Die Einführung der sogenannten SocialCard, einer Bezahlkarte für Geflüchtete, ist seit einigen Monaten ein wiederkehrendes Thema - nicht nur in Nordrhein-Westfalen insgesamt, sondern auch in Selm. Mit dieser Bezahlkarte können Geflüchtete Zahlungen überall dort tätigen, wo Visa akzeptiert wird. Sie soll das bisherige System der wöchentlichen Barauszahlungen ersetzen, um die Verwaltungsprozesse zu vereinfachen. Geplant ist, dass bis Ende März alle Flüchtlingsunterkünfte des Landes NRW mit den Karten ausgestattet sind. Die Menschen, die in Selm in den Containern an der Industriestraße leben, haben die SocialCard bereits erhalten. Aus der städtischen Notunterkunft war im vergangenen Jahr eine Zentrale Unterbringungseinrichtung (ZUE) geworden, die nun von der Bezirksregierung betreut wird.
Ablehnung möglich
Die Einführung der Social Card wird von einer sogenannten Opt-Out-Regelung begleitet, die den Städten und Gemeinden Flexibilität bietet.

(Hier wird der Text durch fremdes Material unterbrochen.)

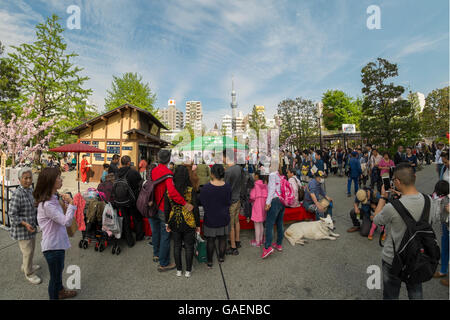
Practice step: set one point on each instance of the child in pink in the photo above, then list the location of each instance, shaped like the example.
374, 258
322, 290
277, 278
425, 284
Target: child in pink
258, 197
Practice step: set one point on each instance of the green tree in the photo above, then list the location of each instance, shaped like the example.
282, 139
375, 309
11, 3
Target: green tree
434, 119
130, 89
339, 108
298, 117
387, 119
9, 86
48, 75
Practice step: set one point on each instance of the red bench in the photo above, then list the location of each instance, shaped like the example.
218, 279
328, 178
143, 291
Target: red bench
290, 215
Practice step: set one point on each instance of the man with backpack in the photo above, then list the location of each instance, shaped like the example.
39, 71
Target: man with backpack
234, 177
403, 218
314, 191
125, 192
160, 236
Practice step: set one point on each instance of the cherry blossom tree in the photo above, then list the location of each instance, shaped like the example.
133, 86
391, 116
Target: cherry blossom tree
18, 137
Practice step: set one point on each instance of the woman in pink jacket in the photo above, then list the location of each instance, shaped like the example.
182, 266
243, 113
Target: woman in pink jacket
258, 197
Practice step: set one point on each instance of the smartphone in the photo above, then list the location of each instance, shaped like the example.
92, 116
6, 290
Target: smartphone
387, 184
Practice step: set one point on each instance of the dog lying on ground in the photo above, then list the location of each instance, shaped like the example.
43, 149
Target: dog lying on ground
315, 230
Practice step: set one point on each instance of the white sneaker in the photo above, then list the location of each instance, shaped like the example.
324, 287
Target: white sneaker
34, 279
34, 268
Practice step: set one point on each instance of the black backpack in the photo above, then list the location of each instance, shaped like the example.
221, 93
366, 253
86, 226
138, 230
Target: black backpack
418, 255
122, 192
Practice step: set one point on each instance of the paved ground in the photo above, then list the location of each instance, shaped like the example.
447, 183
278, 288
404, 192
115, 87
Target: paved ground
319, 270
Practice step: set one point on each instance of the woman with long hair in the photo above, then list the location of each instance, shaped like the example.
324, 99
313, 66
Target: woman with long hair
53, 223
181, 222
216, 200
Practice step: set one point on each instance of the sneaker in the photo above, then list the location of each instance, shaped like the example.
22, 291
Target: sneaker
65, 294
34, 279
267, 252
167, 268
34, 268
353, 229
277, 247
232, 251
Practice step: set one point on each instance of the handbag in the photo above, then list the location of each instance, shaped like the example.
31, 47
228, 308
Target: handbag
73, 227
200, 248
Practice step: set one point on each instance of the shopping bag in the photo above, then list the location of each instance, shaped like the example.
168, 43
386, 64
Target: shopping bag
200, 248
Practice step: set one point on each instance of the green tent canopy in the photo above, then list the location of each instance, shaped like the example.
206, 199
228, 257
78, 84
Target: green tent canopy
213, 143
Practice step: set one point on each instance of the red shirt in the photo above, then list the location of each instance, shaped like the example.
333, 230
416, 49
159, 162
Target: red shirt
142, 165
168, 185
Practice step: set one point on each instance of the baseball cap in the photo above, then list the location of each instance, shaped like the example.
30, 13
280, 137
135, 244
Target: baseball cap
361, 195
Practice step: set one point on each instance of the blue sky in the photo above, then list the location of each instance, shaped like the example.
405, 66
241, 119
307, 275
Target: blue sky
275, 49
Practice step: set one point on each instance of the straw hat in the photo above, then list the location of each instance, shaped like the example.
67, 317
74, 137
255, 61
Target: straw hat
361, 195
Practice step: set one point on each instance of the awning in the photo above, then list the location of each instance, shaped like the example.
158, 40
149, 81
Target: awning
148, 136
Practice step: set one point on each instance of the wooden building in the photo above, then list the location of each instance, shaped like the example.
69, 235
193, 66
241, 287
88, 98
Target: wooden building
126, 130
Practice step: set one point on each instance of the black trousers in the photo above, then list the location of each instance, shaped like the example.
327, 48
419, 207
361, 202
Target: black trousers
187, 238
211, 244
127, 213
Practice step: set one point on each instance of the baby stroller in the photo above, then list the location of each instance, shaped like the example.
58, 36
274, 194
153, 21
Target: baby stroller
94, 215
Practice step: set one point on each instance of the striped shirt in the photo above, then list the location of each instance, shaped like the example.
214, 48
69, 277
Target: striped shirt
21, 208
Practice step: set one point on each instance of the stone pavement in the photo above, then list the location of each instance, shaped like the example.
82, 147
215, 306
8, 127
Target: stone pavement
319, 270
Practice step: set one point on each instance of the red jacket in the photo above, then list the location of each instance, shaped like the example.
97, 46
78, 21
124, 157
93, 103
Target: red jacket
168, 185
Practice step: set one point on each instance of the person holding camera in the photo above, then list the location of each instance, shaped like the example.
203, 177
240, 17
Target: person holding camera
23, 217
404, 179
314, 192
53, 223
375, 177
366, 201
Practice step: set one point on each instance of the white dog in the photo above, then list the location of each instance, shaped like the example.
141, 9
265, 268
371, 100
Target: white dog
315, 230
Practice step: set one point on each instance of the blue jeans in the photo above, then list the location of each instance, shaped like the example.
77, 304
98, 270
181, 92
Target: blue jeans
392, 285
274, 216
55, 261
349, 185
444, 249
160, 240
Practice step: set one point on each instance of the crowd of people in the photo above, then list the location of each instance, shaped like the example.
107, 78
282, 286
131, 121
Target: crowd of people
218, 193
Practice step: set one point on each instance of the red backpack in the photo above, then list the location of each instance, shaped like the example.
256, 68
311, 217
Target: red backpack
287, 196
146, 203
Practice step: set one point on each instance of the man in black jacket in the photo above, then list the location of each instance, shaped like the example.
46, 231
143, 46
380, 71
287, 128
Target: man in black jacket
114, 165
399, 156
133, 179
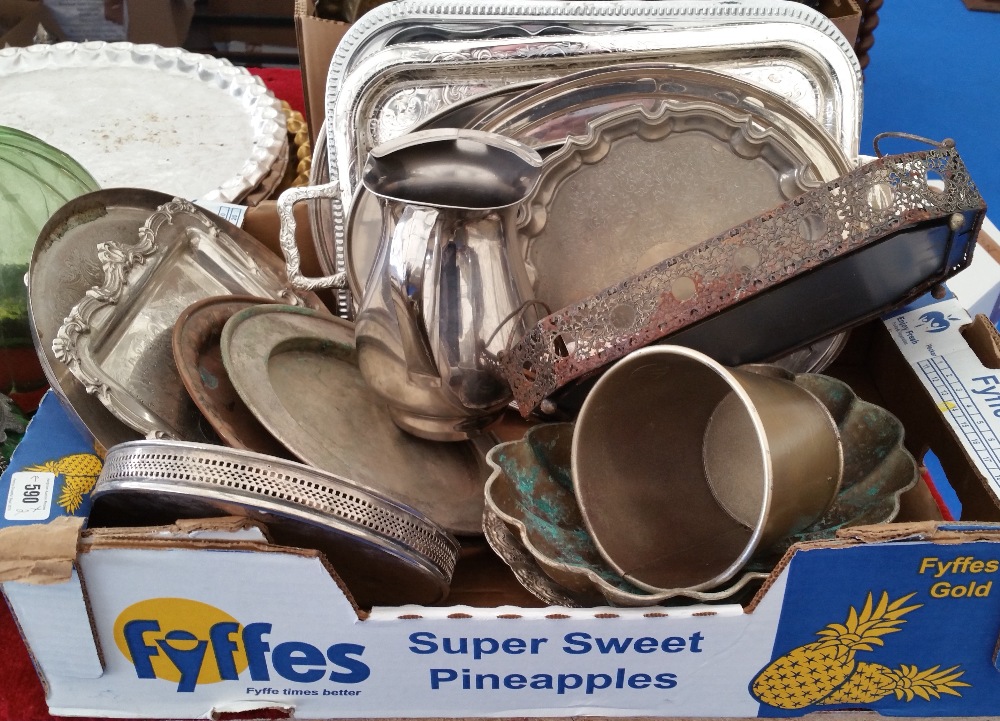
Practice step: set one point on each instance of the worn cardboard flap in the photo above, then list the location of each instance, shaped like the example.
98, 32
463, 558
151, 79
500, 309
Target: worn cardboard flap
936, 531
318, 39
42, 553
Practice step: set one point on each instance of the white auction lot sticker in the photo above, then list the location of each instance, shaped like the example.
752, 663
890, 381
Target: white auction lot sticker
30, 496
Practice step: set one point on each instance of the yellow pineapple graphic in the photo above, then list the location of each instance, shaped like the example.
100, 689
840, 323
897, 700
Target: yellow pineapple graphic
80, 471
871, 682
809, 673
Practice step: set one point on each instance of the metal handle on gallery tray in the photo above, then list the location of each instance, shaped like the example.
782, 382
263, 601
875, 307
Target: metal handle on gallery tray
286, 236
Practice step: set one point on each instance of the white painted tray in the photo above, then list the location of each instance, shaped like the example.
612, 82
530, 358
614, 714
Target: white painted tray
143, 116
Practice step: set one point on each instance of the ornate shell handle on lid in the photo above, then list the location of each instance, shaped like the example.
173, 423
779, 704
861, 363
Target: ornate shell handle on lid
286, 237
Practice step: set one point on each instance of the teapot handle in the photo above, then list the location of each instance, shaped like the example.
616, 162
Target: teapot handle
286, 236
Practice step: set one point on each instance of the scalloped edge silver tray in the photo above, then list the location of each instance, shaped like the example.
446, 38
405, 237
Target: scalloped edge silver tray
142, 135
803, 42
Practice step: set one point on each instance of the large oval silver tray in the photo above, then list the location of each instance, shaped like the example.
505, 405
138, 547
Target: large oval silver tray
143, 116
116, 340
711, 152
678, 174
386, 553
297, 371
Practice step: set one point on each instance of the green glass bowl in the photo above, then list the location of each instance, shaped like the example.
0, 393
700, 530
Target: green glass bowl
36, 179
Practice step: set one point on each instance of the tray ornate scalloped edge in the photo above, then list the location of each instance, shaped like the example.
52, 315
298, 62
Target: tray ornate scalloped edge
122, 266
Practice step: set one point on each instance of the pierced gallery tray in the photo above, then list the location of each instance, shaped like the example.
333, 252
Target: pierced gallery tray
385, 552
297, 372
117, 339
190, 125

Dadurch können sie per Ratsbeschluss entscheiden, ob die Bezahlkarte eingeführt wird oder die bisherigen Geld- sowie Sachleistungen oder Wertgutscheinen beibehalten werden. Diese Entscheidungsmöglichkeit besteht bis Ende des Jahres, was den Kommunen Zeit gibt, die beste Option für ihre spezifischen Bedürfnisse und Gegebenheiten zu wählen.

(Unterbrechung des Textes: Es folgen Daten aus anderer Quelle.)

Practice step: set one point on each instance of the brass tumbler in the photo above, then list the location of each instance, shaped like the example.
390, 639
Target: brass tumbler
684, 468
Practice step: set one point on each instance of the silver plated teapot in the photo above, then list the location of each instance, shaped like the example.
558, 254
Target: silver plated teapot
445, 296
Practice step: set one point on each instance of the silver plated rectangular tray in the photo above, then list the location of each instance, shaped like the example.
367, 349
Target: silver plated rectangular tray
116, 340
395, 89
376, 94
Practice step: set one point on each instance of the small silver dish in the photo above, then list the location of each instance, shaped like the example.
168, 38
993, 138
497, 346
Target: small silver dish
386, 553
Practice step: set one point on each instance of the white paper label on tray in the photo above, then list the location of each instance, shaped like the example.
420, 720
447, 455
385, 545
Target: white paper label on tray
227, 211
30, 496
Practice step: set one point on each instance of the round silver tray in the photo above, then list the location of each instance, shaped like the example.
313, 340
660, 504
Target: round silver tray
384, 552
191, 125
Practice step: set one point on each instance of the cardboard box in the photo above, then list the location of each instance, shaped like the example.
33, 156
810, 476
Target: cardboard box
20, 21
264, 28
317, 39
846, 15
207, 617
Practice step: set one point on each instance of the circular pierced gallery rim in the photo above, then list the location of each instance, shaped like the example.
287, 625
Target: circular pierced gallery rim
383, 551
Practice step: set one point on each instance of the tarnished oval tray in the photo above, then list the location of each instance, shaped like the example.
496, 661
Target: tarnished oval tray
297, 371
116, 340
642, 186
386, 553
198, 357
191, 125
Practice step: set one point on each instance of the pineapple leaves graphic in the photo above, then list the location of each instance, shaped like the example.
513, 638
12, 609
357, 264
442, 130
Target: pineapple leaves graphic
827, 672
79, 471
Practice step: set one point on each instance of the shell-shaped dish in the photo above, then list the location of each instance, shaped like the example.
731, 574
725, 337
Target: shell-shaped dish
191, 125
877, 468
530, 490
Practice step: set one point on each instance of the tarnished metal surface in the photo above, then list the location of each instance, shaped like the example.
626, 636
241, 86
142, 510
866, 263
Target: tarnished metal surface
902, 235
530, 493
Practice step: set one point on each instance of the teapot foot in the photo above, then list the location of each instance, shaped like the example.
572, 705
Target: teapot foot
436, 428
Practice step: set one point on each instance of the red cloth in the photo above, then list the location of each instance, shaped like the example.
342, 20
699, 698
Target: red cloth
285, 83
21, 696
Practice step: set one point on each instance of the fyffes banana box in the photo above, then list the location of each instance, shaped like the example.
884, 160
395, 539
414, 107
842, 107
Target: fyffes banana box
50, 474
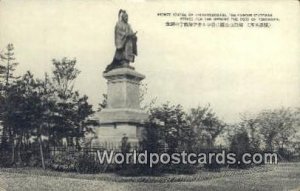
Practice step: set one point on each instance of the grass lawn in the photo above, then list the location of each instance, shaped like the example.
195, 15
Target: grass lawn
284, 176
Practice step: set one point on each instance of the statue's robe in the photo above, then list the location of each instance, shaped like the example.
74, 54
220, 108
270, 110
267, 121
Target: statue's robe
126, 48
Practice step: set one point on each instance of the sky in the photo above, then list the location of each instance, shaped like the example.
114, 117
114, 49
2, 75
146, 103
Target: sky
235, 70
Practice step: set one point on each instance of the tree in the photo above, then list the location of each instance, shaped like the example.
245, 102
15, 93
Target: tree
277, 127
71, 115
7, 81
206, 125
240, 144
174, 129
9, 65
251, 125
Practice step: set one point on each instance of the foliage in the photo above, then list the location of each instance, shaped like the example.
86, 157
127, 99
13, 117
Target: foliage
240, 144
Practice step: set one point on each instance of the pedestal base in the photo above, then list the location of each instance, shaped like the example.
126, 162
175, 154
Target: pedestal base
122, 117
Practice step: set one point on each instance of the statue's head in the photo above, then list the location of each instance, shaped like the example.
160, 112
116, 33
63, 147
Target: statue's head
123, 16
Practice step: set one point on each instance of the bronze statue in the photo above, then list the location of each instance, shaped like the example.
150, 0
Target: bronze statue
125, 42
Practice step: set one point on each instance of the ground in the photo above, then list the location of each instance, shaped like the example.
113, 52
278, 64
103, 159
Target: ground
284, 176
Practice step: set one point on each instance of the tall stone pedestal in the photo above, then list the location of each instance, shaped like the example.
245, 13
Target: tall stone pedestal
123, 115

Die Regelung fand auch im Ausschuss für Jugendhilfe, Familie, Soziales und bürgerschaftliches Engagement am vergangenen Dienstag (25. Februar) Erwähnung. „Wir sollten abwarten, welche Erfahrungen andere Kommunen mit der Bezahlkarte machen“, fand Sylvia Engemann, Kämmerin der Stadt Selm. „Denn die Einführung der Karte bringt einige Hürden mit sich.“
Aufwand & Nutzen
Ein Nachteil der Bezahlkarte sei, dass sie nicht für Lastschriftverfahren genutzt werden könne, so Engemann. Lastschriften sind wichtig für regelmäßige Zahlungen wie Mieten, was den Gebrauch der Karte einschränken würde. Auch gehe die Einführung der Karte mit erheblichen Verwaltungs- und Personalaufwand einher, der nicht erstattet wird.

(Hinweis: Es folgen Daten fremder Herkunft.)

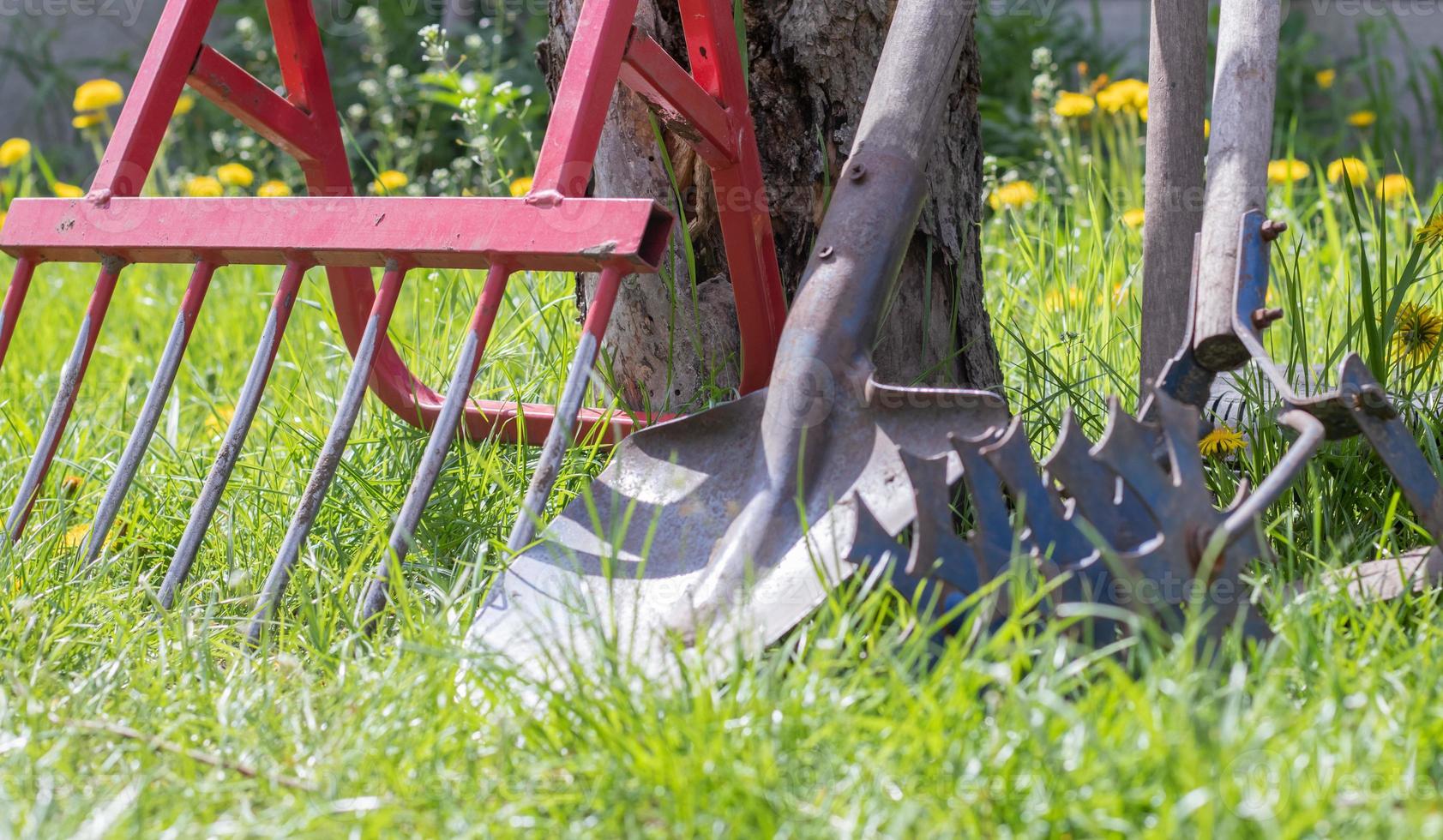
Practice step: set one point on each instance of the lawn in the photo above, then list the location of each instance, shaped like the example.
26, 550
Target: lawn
117, 717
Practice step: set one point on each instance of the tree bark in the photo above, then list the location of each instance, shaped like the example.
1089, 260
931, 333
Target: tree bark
673, 341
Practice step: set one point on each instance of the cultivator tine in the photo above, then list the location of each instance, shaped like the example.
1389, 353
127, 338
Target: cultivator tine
13, 301
245, 407
374, 597
331, 452
556, 442
150, 411
71, 377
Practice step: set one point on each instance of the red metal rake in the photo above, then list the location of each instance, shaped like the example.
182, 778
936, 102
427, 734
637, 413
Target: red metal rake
555, 228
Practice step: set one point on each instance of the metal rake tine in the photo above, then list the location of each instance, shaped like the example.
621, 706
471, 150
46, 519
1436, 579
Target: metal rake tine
331, 452
149, 413
245, 407
1012, 459
71, 379
935, 548
468, 363
560, 433
13, 301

Im Januar sagte Stadtsprecher Malte Woesmann, dass in den beiden Übergangsheimen Auf dem Südfeld und am Kohuesholz insgesamt 63 Geflüchtete leben. Darunter befinden sich 40 Personen, die im Besitz eines Aufenthaltstitels sind und 23 Personen, welche sich noch im laufenden Asylverfahren (Asylbewerber) befinden. Außerdem sind weitere 16 Asylbewerber im privaten Wohnraum untergebracht.
Nur wenige von ihnen wären für eine SocialCard berechtigt. „In Selm gibt es lediglich 30 Personen, die für diese Bezahlkarte infrage kämen, und alle verfügen bereits über ein Bankkonto“, erläutert die Kämmerin. „Daher sind sie bereits in der Lage, bargeldlos in Geschäften zu bezahlen.“ Die Entscheidung müsse also sorgfältig hinsichtlich des Aufwands und des Nutzens abgewogen werden.
Der Arbeitskreis Asyl Selm hatte sich bereits im Januar kritisch gegenüber der SocialCard geäußert. „Der Nutzen und der erwartete Effekt zur Vermeidung des Geldflusses ins Ausland stehen in keinem Verhältnis zum bürokratischen und finanziellen Aufwand der Einrichtung dieser Bezahlkarte“, erklärte Sprecher Hans Hoppe vor rund anderthalb Monaten. Die bisherige Vorgehensweise mit einer wöchentlichen Bargeldauszahlung habe sich bewährt, findet er.

Beschluss vertagt
„Aufgrund der weiterhin zahlreichen offenen Fragen gibt die Verwaltung derzeit keine Beschlussempfehlung ab“, heißt es nun in der Vorlage des Ausschusses für Jugendhilfe, Familie, Soziales und bürgerschaftliches Engagement. In der Sitzung wurde dem nicht widersprochen. In einer der nächsten Sitzungen soll das Thema weiter diskutiert werden.